Estigmatizados, solteiros sofrem para provar que não são solitários, infelizes e encalhados
Solteiros sofrem. Não de solidão, mas com o preconceito. É o "solteirismo", no termo cunhado por Bella DePaulo, psicóloga social da Universidade da Califórnia com quase seis décadas de solteirice invicta. "Basta dizer que você é solteiro a alguém que acabou de conhecer que, em geral, a pessoa pensa que sabe muito sobre você. Que entendem suas emoções", escreve DePaulo no livro "Singled Out" (sem versão em português).

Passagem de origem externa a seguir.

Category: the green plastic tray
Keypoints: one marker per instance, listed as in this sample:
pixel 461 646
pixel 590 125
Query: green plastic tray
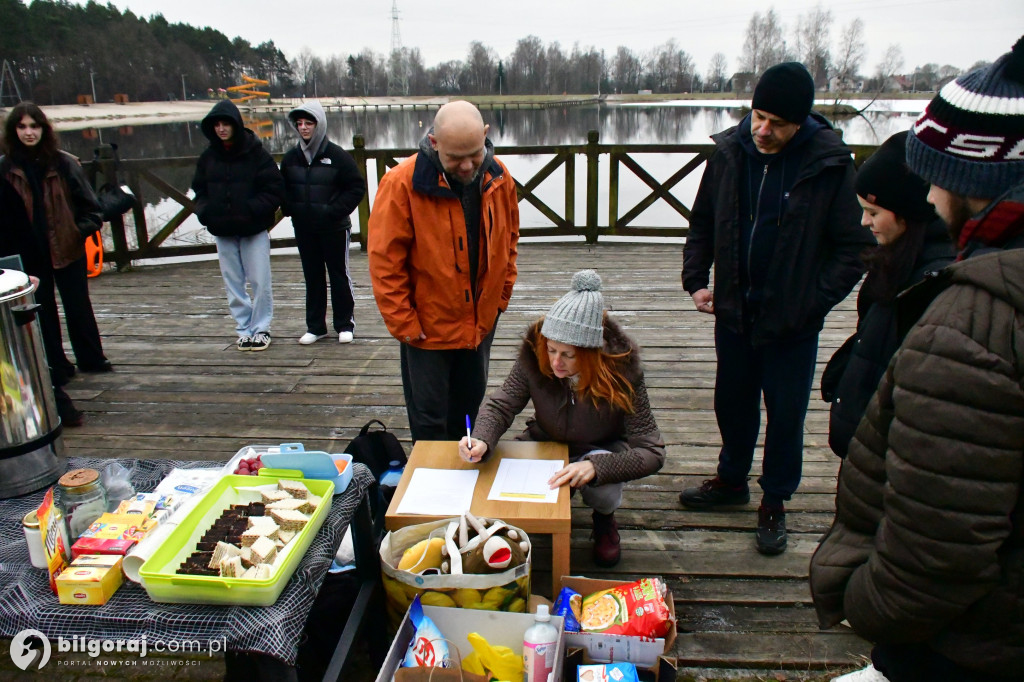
pixel 163 585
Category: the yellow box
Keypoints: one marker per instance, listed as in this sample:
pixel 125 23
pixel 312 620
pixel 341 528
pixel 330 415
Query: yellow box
pixel 91 579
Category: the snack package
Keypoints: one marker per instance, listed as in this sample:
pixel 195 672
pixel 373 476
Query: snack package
pixel 621 672
pixel 428 646
pixel 568 604
pixel 638 608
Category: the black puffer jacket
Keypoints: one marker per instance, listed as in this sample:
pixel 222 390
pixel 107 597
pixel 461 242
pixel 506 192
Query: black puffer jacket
pixel 928 543
pixel 238 188
pixel 816 259
pixel 322 195
pixel 876 341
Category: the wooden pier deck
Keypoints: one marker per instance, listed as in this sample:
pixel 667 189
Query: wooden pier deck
pixel 181 390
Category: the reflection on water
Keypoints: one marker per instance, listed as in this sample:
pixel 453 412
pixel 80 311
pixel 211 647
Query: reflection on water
pixel 403 129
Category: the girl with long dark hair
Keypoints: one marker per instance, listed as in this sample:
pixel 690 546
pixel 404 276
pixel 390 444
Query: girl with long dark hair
pixel 62 211
pixel 912 243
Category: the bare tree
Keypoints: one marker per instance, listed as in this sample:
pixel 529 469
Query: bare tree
pixel 627 70
pixel 764 45
pixel 812 43
pixel 717 71
pixel 481 67
pixel 851 51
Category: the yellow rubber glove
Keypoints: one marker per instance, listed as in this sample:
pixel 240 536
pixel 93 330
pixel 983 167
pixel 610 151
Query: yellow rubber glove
pixel 500 662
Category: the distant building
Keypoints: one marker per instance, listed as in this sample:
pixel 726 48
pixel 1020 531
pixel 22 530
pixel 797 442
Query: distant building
pixel 741 81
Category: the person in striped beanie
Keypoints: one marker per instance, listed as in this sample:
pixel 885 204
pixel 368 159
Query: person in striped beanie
pixel 969 144
pixel 926 555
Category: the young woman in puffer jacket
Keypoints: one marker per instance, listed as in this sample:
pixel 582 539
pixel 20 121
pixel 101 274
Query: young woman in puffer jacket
pixel 583 374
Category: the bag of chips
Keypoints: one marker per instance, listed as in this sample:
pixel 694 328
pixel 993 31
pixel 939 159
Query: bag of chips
pixel 638 608
pixel 428 646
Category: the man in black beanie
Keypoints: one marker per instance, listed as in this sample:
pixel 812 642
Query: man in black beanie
pixel 777 215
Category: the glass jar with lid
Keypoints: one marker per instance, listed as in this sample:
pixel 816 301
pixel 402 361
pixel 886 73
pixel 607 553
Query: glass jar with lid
pixel 82 499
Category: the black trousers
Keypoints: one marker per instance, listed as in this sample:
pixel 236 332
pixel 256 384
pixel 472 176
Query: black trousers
pixel 920 663
pixel 325 254
pixel 73 285
pixel 441 387
pixel 782 373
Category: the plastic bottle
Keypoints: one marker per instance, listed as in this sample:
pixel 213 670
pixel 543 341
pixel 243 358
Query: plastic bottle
pixel 540 644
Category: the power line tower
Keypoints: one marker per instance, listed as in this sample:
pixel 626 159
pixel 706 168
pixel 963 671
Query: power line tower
pixel 8 86
pixel 397 80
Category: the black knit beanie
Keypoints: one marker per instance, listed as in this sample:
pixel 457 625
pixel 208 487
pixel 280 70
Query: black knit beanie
pixel 785 90
pixel 886 180
pixel 970 140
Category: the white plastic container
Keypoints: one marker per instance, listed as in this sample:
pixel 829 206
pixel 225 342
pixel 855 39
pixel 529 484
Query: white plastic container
pixel 540 644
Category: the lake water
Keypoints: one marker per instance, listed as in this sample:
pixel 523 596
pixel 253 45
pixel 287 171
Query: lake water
pixel 672 122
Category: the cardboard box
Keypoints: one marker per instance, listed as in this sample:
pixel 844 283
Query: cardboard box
pixel 644 652
pixel 499 628
pixel 91 579
pixel 113 534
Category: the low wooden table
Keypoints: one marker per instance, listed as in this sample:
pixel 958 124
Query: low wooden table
pixel 554 519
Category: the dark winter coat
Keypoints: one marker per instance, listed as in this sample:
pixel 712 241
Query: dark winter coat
pixel 238 189
pixel 71 211
pixel 816 256
pixel 635 444
pixel 928 543
pixel 324 194
pixel 875 342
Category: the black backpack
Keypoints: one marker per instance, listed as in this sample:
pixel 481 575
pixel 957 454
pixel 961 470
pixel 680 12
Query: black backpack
pixel 376 449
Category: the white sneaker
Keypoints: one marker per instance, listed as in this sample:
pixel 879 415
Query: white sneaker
pixel 868 674
pixel 309 337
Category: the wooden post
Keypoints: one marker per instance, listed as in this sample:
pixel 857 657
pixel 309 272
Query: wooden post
pixel 104 156
pixel 592 158
pixel 359 154
pixel 570 189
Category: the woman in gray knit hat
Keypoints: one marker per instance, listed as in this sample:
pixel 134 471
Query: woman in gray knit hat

Na imaginação de quem não compreende o solteiro, poucas presunções são lisonjeadoras: "Quem não se casa só pode ser um solitário soturno" ou "No fundo, só quer encontrar alguém". Mais: o solteiro é egoísta, imaturo, incapaz de assumir compromissos e só pensa em diversão. Ou é seletivo demais, intolerante, promíscuo, frívolo, suspeito ou encalhado. Nada poderia estar mais distante da realidade. Ser solteiro não é necessariamente falta de opção. Nem é sinônimo de solidão. Pode significar mais contato com pais e amigos, mais dedicação ao trabalho, mais realizações pessoais.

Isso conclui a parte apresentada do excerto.